Tenzing: It's partly to do with the way the Tibetan refugees, when they came to India, were allowed by the Indian Government, by Jawaharlal Nehru, to set up a kind of parallel world. So we have our own schools, we have our government in exile in Dharamshala. So in a sense we are pretty self contained. Going to Majnu-ka-tila is like going to Chinatown, you are in some weird zone, and it was important for us to heighten that quality. It's also an aspect of Tibetan life in exile that most Indians are unaware of.

All the actors are Tibetan as well. How difficult was it to do the casting? Is there a Tibetan cinema scene?

Ritu: There's hardly any scene. There are people who are aspiring to be filmmakers, actors, but there is really no industry, no market.

A lot of Tibetans are on social media. We had put out casting calls and we got a great response. We actually did the casting a couple of years before we shot. For us it was very important to know that the main character existed. We could've imagined her, but if we didn't find her how would we hang a film on someone who couldn't act? So it was a key point for us to find Dolkar. And we were really fortunate to find Tenzin Dolker who plays Dolkar in the film. She had never acted but she was a natural.

Tenzing: Almost everybody in the film is a non professional except the the actor who plays the guide, Gompo, who has previous experience in working in films – in fact he was in our first film as well. Everyone else were complete non-professionals, newcomers. And Shavo Dorjee (who plays Dolkar's friend and activist) had one acting experience.

How difficult was it to get them act?

Ritu: We did little workshops with them, but it wasn't difficult really. They want to tell their own stories. And they could all relate to the story and characters so that made it easier for them to get into their roles.

How did you shoot in the snow range?

Tenzing: It was 2 hours drive from Leh, close to a village called Sakti. It was a gruelling shoot. We had a tent kind of a set-up there, and the guides who were doing the catering were basically the people who go on mountaineering expeditions.

Ritu: One day there was such a storm that we couldn't shoot… We needed the snow because we wanted the snow and cold weather and then come to the heat of Delhi, to have that contrast in the film. When we went early April last year, we were hoping for snow. But most people said there's no way we can predict. We were really lucky because there hasn't been that kind of snow in 8 years at 15,000 feet. Otherwise you might have to go to 18,000 feet or something. For a small crew like us, that would be really tough.

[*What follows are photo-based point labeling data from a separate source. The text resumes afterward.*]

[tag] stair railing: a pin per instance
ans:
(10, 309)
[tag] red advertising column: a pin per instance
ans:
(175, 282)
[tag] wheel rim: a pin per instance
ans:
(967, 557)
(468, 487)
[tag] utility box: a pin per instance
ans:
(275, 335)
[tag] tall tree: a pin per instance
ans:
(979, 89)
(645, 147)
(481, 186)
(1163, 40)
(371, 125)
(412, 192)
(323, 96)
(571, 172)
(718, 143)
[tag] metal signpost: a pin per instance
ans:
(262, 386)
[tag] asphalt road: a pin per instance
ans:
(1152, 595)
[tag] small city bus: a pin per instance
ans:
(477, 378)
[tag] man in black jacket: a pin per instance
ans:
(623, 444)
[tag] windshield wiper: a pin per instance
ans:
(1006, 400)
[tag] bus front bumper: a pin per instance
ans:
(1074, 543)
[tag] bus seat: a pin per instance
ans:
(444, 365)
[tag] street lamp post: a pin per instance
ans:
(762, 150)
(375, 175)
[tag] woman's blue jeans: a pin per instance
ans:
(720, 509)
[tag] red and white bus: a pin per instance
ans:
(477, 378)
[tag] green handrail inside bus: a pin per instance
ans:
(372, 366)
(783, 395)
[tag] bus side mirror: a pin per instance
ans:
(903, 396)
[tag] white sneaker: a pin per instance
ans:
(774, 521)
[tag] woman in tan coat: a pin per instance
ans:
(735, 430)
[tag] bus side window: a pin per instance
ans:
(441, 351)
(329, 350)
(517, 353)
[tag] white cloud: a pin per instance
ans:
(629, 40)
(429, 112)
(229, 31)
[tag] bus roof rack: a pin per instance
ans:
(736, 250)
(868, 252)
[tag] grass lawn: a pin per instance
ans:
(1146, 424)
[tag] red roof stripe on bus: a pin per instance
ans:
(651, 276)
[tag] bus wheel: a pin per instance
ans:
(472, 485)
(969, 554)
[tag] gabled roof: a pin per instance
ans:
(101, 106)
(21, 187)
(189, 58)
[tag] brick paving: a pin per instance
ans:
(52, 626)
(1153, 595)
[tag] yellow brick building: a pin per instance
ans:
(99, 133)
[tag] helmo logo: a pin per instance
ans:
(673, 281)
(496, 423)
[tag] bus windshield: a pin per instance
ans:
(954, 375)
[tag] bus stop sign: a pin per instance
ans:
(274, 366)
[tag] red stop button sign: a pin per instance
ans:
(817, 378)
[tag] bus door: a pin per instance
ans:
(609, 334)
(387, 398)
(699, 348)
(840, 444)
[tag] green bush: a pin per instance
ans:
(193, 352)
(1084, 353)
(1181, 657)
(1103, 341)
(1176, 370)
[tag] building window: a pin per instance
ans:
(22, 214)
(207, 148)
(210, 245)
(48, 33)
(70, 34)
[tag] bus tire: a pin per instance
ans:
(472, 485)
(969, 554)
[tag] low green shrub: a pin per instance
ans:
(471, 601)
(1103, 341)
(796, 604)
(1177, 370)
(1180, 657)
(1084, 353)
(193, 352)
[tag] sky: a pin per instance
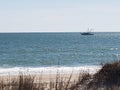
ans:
(59, 15)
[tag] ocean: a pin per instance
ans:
(51, 52)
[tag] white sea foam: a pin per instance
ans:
(48, 70)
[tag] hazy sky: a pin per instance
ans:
(59, 15)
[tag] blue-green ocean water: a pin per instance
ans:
(58, 49)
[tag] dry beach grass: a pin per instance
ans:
(107, 78)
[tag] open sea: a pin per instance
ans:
(51, 52)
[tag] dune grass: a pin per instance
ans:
(107, 78)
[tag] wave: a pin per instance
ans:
(48, 70)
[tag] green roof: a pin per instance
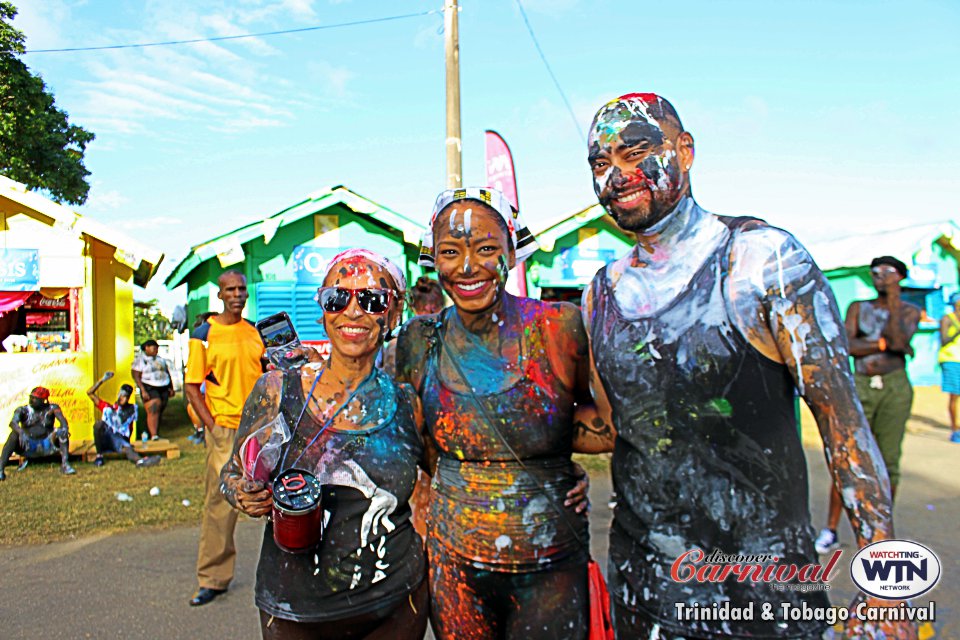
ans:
(268, 226)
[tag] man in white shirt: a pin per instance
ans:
(152, 375)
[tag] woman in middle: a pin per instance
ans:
(352, 428)
(499, 378)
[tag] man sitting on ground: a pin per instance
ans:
(32, 434)
(112, 432)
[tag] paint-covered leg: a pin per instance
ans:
(63, 442)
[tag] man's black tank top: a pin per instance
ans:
(707, 454)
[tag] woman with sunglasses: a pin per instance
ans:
(499, 378)
(350, 426)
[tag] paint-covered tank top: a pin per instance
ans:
(707, 455)
(485, 507)
(369, 558)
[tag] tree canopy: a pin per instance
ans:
(38, 145)
(149, 323)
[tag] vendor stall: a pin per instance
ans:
(66, 304)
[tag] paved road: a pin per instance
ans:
(135, 586)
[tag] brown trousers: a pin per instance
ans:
(218, 553)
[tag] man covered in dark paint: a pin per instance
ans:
(699, 336)
(33, 435)
(879, 332)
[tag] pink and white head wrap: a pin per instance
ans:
(395, 272)
(524, 244)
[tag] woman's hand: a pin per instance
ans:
(254, 499)
(579, 496)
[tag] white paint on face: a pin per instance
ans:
(600, 182)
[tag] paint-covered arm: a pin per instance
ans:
(784, 306)
(257, 449)
(60, 418)
(413, 343)
(592, 423)
(16, 420)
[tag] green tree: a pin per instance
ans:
(38, 146)
(150, 323)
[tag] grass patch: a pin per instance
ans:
(40, 505)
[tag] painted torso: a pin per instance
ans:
(707, 455)
(369, 558)
(487, 507)
(872, 317)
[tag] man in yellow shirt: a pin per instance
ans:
(225, 355)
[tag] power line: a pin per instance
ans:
(556, 82)
(142, 45)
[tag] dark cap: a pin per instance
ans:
(891, 261)
(40, 392)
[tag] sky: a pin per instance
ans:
(826, 118)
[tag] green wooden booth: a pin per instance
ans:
(284, 255)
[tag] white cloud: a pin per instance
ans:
(140, 224)
(226, 86)
(331, 78)
(100, 200)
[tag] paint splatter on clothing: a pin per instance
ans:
(485, 506)
(707, 454)
(369, 558)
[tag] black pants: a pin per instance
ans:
(407, 621)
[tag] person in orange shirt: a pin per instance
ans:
(225, 354)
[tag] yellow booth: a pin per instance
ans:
(66, 305)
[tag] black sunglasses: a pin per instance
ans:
(336, 299)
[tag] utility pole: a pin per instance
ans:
(452, 54)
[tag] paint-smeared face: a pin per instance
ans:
(233, 292)
(354, 332)
(639, 162)
(472, 254)
(884, 276)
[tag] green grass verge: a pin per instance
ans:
(40, 505)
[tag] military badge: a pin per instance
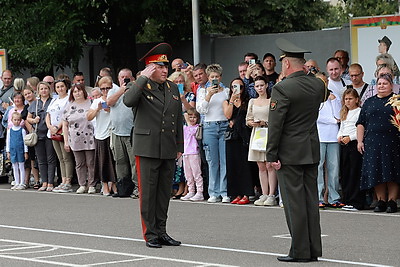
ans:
(273, 105)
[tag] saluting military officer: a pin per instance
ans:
(157, 141)
(293, 150)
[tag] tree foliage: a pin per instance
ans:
(45, 33)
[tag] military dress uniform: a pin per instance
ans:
(157, 138)
(293, 140)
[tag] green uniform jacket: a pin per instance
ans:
(292, 130)
(158, 131)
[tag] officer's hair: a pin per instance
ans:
(387, 58)
(214, 68)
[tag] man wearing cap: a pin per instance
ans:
(383, 48)
(293, 150)
(157, 141)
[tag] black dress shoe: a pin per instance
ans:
(165, 239)
(391, 206)
(381, 206)
(290, 259)
(154, 243)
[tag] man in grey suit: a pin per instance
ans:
(157, 141)
(293, 150)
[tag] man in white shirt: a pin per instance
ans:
(336, 84)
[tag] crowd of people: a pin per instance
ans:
(84, 133)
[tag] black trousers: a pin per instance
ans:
(350, 173)
(298, 184)
(155, 182)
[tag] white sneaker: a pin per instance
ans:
(92, 190)
(213, 199)
(188, 196)
(226, 199)
(349, 208)
(197, 197)
(261, 200)
(81, 189)
(271, 201)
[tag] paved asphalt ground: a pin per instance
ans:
(54, 229)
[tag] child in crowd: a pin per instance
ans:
(191, 157)
(16, 150)
(350, 158)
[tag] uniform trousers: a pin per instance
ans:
(155, 183)
(124, 157)
(298, 185)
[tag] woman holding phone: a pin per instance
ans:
(209, 104)
(239, 170)
(104, 165)
(54, 124)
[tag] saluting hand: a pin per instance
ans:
(149, 70)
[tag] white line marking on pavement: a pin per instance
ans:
(111, 262)
(185, 245)
(101, 251)
(64, 255)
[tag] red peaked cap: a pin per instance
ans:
(158, 55)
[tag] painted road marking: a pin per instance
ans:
(185, 245)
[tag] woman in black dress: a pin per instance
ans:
(239, 170)
(379, 141)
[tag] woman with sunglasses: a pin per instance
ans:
(239, 170)
(379, 142)
(54, 124)
(79, 137)
(104, 165)
(44, 149)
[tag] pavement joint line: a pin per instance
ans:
(39, 261)
(13, 249)
(212, 204)
(184, 245)
(64, 255)
(121, 261)
(104, 252)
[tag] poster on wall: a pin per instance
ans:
(3, 62)
(372, 36)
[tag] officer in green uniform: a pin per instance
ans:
(157, 141)
(293, 150)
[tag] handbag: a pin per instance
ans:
(259, 139)
(228, 135)
(58, 136)
(32, 138)
(199, 133)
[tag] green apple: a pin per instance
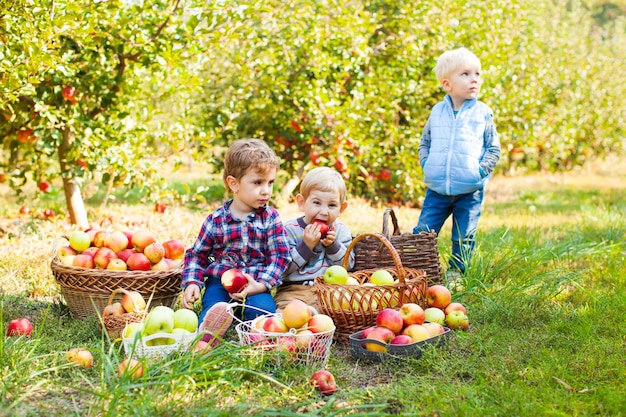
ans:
(132, 329)
(159, 320)
(336, 274)
(185, 319)
(382, 277)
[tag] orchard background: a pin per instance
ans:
(107, 92)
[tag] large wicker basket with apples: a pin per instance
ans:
(354, 307)
(87, 286)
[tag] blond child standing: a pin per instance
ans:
(244, 233)
(322, 197)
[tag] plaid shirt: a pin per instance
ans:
(257, 245)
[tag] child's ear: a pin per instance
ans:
(300, 201)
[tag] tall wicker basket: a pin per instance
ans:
(86, 291)
(355, 307)
(418, 251)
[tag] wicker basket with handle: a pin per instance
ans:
(418, 251)
(355, 307)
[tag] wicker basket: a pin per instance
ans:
(418, 251)
(355, 307)
(115, 324)
(87, 291)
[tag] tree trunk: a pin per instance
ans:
(73, 197)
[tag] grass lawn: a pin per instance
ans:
(546, 296)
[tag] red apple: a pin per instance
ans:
(455, 307)
(81, 357)
(131, 300)
(102, 258)
(402, 339)
(438, 296)
(131, 367)
(141, 239)
(324, 382)
(19, 327)
(457, 320)
(320, 323)
(381, 334)
(124, 254)
(44, 186)
(234, 281)
(411, 314)
(275, 324)
(138, 262)
(174, 249)
(117, 265)
(113, 310)
(116, 241)
(155, 252)
(323, 227)
(83, 261)
(417, 332)
(296, 314)
(391, 319)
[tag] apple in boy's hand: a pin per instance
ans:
(323, 227)
(19, 327)
(324, 381)
(234, 281)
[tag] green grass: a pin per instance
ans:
(546, 296)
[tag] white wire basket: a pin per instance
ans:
(290, 348)
(143, 347)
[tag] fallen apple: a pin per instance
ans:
(324, 382)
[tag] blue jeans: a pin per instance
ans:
(465, 210)
(214, 293)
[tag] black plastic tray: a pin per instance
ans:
(413, 350)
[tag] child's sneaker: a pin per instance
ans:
(454, 280)
(215, 324)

A review in the Hollywood Reporter pointed that the film hinges on the Buddhist philosophy of action and reaction. The 'dzi bead' that Dolkar's character owns has also been used as a narrative device. Was it a conscious decision to weave these quintessentially Tibetan elements into the plot? 

Tenzing: Absolutely. The guy who wrote that review actually got it spot on. The idea of cause-and-effect, Karma, in the Buddhist sense of the word, was very important in the way I thought of the script. The actions that we take in life sometimes are not of our own choice, but then the repercussions of those actions on other people and the continuing cycle of cause and effect that was something that was an important part of the script. And the Dzi bead is really precious in Tibet, it's the most expensive kind of stone you can buy there.

Besides film festivals, what are your plans in terms of releasing the film?

Ritu: We want to get to maximum audiences. Right now we are looking at all kinds of channels, talking to all kinds of people, we want to get whatever distribution we can. It's also a time we can't just think theatrical. It's also important that we get the film out to the audiences in India because most people here don't know this story. I think a small theatrical is possible for a film like this in North America, little bit in Europe. It'll premiere in India at the Dharamshala International Film Festival.